In recent months, thanks to ever-increasing clock speeds and improvements to supporting technologies, P4-based PCs have started to outrun Athlon XP-based systems under PC WorldBench. For example, in a recent test of each company's top CPUs, a system with Intel's 2.53-GHz P4 edged past a PC with an Athlon XP 2100+ chip (running at 1.73 GHz) in PC WorldBench 4.
Analyst Enderle thinks the PC industry should throw out megahertz altogether as a system of measuring performance. The actual clock speed matters less than the overall system performance, he says.
"The right answer really is benchmarks," he says. "We need to have a way that people can really see the difference between PCs."
In fact, in the tech industry several benchmarks have achieved enough coverage to qualify as industry standards. However, it's unlikely any one benchmark would satisfy the legion of vendors that build the components of any one PC.

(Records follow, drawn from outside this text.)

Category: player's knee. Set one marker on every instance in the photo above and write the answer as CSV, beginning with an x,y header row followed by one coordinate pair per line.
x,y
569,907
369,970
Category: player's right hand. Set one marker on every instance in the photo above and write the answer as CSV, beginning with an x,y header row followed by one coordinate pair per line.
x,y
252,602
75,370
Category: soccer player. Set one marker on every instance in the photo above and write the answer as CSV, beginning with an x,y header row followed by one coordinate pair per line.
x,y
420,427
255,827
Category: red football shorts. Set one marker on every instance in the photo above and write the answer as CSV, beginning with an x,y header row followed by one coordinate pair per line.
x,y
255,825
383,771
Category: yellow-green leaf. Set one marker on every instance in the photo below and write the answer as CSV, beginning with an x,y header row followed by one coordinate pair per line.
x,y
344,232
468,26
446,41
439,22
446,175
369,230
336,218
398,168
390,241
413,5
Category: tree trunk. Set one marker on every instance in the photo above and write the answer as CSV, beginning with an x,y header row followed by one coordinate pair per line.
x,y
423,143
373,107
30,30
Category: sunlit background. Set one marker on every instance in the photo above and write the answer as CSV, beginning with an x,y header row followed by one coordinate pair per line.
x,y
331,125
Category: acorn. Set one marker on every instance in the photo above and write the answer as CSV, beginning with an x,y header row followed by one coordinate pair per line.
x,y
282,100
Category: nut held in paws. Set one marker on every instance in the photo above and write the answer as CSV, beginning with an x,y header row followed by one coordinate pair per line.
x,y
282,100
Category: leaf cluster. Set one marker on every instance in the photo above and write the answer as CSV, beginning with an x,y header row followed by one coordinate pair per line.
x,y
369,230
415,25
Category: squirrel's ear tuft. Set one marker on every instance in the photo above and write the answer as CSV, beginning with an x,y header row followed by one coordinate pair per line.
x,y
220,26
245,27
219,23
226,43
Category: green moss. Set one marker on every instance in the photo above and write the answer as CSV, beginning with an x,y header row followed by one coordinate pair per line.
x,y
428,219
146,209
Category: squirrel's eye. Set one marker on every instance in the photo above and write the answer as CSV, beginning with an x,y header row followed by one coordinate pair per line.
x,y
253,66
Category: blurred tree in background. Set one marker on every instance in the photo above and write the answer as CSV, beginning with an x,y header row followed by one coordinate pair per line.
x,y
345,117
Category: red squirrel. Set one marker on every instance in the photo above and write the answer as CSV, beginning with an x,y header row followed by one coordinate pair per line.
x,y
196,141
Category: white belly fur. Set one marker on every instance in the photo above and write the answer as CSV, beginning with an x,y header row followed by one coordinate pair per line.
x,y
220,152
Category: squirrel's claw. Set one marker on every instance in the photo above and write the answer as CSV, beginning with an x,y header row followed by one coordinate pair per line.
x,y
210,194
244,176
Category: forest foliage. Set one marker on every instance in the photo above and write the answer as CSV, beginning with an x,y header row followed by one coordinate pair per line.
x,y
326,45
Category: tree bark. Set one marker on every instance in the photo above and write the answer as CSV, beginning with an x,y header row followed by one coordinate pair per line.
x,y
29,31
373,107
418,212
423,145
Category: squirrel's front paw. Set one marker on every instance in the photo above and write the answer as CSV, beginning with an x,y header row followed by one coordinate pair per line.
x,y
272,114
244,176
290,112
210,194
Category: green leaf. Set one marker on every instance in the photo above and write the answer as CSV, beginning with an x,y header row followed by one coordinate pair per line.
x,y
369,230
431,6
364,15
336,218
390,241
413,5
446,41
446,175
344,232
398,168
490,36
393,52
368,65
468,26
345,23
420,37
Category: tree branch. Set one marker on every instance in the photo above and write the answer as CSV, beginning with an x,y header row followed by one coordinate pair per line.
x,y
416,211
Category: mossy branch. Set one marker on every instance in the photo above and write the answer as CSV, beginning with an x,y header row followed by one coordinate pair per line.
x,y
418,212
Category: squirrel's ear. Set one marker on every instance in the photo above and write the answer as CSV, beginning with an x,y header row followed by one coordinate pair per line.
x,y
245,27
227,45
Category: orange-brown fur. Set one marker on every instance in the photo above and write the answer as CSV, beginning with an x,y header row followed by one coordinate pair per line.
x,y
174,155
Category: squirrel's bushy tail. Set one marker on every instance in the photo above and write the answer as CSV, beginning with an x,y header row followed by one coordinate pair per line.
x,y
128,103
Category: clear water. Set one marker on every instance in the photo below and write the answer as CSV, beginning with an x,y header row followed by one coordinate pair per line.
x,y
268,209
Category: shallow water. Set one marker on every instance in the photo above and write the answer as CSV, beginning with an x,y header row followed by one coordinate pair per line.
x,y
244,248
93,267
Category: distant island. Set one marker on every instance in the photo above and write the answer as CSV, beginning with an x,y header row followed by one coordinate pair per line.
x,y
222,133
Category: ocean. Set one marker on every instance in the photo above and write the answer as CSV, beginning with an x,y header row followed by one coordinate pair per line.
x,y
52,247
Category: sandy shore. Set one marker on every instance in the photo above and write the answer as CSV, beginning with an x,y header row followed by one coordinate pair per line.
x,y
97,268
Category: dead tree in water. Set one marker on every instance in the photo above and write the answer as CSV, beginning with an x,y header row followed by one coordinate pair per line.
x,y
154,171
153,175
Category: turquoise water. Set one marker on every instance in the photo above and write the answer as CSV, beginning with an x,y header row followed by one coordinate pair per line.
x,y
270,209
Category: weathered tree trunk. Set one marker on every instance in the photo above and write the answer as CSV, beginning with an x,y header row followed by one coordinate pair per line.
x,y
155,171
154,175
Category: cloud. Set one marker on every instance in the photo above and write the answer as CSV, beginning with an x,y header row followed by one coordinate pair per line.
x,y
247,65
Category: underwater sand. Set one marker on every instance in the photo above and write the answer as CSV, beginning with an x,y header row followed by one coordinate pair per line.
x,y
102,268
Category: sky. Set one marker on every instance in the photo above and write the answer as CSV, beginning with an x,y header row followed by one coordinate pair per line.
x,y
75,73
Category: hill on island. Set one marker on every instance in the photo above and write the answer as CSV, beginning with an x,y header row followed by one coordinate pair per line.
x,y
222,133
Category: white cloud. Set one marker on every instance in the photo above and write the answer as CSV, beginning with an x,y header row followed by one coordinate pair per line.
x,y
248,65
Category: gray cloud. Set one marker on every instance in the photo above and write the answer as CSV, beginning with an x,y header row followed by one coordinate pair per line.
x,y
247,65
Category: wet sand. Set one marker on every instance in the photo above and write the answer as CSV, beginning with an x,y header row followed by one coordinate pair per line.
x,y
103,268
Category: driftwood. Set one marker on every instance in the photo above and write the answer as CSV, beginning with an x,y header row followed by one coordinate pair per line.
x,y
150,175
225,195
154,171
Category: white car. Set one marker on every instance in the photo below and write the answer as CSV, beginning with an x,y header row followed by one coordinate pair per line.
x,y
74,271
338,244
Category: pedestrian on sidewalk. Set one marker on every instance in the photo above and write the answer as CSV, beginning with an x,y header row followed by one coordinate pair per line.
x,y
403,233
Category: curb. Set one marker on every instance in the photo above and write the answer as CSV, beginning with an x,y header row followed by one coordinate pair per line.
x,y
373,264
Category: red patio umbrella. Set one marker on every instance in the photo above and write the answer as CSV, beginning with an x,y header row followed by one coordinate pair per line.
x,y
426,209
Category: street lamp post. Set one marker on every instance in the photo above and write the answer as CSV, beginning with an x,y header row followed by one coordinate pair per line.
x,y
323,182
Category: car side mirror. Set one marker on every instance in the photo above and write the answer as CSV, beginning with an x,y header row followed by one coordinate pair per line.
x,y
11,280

AMD took matters into its own hands with its launch of the Athlon XP processor last October, when it also introduced a new naming convention that attaches faster-sounding names to AMD's slower-running chips. Results have been mixed.
Yes, but tragically, after you pushed the button, it booted up Windows.
A great mind like yours deserves something better.
Got root?
For that marginal difference:
Athlon XP 2100 costs $118.00
Intel P4 2.53 costs $399.00
Not a hard choice.
Are we talking about the same Dell, monkeyshine? I used to save a lot of money by shopping components and doing the assembly, but there is now no way I can beat out Dell's price on a system.
Flattery will get you everywhere, Hal. I guess owning a PC is the closest I will ever come to having Frankenstein as a house guest.
Sure did. I looked in quite a few places and Dell offered me the best way to go for what I wanted. Never thought I'd see the day.
Can I light that cigar for you, sir? :-)
Personally, I've never owned anything but PCs. But when my then-80-y.o. daddy wanted me to recommend a computer for him, I told him to get an iMac. In good conscience, there was nothing else I could do.
They will just blame other HW vendors (memory, motherboard, etc.) and skirt the lawsuit.